"The USDA has seen their way to investing in broadband for one of Maine's remote island communities," said Rob Snyder, president of The Island Institute.
A $1.3 million USDA Rural Development Community Connect grant was used to build a high-speed fiber and wireless connection for residents.
"Our mission really is to help rural communities across the county, whether we're here in Maine or we're as far on the west coast as Washington state, to build prosperity," said Anne Hazlett, assistant to the Secretary for Rural Development.
"Nothing changes a community in the same manner as broadband access," she added later.
Isleford, a small fishing and artist village on Little Cranberry Island, had internet before, but it wasn't reliable.
"With the last internet company, it would take days to process my husband's paperwork for his fishing business and now we are able to do things within moments," said Cari Alley, a co-op employee and town employee.
Before, the library was the only place to access a wireless connection.

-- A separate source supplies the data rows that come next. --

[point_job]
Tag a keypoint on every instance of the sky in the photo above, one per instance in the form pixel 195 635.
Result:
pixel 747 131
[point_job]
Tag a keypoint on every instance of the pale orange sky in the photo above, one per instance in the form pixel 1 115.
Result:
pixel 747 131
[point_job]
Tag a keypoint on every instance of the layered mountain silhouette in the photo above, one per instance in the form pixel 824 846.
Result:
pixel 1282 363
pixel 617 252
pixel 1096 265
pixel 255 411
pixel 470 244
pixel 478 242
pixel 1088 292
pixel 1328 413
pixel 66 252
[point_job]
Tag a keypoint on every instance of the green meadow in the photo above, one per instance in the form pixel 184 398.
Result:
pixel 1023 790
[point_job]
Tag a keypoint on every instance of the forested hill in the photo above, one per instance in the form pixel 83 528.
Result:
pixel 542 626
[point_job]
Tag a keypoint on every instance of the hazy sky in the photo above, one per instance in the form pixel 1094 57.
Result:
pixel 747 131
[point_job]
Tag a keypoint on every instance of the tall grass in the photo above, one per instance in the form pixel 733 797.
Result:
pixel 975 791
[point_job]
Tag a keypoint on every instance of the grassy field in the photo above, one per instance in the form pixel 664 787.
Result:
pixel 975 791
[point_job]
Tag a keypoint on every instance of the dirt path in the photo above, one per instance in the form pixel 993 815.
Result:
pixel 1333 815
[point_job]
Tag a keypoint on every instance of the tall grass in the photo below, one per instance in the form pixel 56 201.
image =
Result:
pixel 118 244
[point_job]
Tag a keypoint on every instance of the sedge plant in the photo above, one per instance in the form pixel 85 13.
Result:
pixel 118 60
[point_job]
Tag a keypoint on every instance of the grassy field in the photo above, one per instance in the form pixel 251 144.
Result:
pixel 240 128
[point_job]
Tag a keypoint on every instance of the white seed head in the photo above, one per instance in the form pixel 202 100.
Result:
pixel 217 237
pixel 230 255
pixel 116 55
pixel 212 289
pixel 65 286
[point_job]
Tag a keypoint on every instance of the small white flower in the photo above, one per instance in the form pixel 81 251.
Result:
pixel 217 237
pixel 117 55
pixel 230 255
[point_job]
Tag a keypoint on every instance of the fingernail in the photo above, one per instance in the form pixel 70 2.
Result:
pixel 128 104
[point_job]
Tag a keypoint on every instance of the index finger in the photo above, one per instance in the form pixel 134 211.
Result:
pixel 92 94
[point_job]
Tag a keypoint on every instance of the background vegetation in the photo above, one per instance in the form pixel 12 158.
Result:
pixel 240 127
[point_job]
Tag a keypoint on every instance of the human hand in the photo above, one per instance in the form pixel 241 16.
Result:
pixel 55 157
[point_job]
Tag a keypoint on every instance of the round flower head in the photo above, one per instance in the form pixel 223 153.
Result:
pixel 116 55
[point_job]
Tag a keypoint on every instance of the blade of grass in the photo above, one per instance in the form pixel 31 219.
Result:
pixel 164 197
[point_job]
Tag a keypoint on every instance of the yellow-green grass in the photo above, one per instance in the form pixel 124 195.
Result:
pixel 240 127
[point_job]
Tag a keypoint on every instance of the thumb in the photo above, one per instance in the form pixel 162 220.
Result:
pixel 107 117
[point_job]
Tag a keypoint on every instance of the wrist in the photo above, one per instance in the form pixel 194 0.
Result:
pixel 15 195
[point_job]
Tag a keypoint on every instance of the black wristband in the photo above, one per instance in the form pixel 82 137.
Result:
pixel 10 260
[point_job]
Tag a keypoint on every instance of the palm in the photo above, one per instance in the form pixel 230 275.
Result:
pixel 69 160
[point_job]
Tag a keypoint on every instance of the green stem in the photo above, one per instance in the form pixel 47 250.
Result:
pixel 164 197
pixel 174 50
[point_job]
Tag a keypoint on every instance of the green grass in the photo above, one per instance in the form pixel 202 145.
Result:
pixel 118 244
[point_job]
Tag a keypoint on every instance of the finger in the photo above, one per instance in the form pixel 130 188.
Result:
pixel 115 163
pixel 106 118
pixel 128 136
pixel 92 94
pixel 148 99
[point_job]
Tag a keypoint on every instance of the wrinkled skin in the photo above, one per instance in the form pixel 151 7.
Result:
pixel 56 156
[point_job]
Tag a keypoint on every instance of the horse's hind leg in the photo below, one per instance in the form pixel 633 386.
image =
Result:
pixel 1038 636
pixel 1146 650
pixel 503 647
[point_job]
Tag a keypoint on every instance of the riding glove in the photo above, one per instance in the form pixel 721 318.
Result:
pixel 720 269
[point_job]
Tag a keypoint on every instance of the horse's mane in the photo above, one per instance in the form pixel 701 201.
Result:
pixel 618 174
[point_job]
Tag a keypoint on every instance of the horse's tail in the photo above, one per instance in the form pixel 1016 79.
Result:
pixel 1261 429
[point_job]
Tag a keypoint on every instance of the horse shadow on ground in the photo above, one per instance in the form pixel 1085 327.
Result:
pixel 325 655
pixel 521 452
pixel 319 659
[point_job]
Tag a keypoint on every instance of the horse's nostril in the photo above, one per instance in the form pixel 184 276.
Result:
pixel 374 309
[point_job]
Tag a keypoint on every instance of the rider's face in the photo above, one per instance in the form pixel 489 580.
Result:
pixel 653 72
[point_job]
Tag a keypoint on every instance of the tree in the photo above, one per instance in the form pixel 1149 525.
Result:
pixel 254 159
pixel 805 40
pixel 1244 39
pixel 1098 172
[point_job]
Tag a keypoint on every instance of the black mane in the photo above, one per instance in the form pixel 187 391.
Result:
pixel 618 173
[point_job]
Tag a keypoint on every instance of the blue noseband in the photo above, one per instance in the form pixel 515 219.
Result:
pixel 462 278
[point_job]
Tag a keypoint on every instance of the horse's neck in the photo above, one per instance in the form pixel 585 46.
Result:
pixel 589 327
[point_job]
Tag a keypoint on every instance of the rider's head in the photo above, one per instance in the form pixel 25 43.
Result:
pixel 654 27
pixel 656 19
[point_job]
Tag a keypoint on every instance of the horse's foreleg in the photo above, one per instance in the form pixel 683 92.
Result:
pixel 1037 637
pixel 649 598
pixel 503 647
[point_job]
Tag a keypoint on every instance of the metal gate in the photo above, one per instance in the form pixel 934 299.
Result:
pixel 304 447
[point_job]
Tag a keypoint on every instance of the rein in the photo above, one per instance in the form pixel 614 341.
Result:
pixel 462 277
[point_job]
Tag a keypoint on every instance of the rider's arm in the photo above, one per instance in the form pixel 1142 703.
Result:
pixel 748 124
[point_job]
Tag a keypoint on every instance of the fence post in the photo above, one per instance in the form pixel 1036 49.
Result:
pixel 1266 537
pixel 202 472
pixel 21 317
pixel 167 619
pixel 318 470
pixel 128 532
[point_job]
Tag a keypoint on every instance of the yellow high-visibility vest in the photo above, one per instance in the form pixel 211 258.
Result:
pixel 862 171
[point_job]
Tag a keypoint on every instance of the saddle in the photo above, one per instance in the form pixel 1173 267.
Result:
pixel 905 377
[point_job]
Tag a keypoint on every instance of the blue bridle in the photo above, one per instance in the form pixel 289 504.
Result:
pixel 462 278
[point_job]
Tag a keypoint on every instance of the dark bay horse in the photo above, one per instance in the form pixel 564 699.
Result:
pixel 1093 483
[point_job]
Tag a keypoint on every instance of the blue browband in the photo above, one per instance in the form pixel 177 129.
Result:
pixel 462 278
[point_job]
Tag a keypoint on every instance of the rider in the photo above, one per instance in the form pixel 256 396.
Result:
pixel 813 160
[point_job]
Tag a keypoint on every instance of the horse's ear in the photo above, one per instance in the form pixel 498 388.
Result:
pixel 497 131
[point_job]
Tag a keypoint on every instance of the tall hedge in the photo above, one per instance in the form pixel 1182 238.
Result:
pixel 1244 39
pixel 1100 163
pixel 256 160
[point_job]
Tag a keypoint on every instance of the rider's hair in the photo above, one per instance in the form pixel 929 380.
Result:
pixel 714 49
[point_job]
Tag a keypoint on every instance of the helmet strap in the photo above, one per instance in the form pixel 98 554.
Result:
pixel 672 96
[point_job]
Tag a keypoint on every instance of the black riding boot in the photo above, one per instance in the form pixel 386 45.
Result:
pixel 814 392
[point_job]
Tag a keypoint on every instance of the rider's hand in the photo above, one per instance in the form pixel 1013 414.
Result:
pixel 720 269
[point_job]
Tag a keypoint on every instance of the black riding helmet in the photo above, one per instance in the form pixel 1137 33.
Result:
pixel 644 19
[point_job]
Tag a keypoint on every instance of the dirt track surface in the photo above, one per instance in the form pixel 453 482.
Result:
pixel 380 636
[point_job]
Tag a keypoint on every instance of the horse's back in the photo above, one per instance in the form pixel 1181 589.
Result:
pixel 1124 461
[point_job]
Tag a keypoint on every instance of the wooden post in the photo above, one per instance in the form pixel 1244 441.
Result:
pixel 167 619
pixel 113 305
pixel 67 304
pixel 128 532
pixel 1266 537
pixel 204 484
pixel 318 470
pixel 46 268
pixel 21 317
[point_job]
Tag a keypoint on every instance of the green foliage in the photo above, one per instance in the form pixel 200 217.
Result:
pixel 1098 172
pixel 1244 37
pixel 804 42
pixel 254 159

"They would sit out front in their cars to use the internet, especially when the other company went down," said Cindy Thomas, the town librarian.
With the old system, Alley couldn't even print.
"I have to go and buy a printer now because I can actually print things from home," she said. "Before I would have to go and call the town office and say, 'Hey can I send you a document.'"
Now her kids can take on-line classes and use YouTube to look up tutorials.
"It's brought a little bit of joy to our lives," Alley said. "It's a pretty simplistically lifestyle out here so it's nice to have something modern, like the rest of America."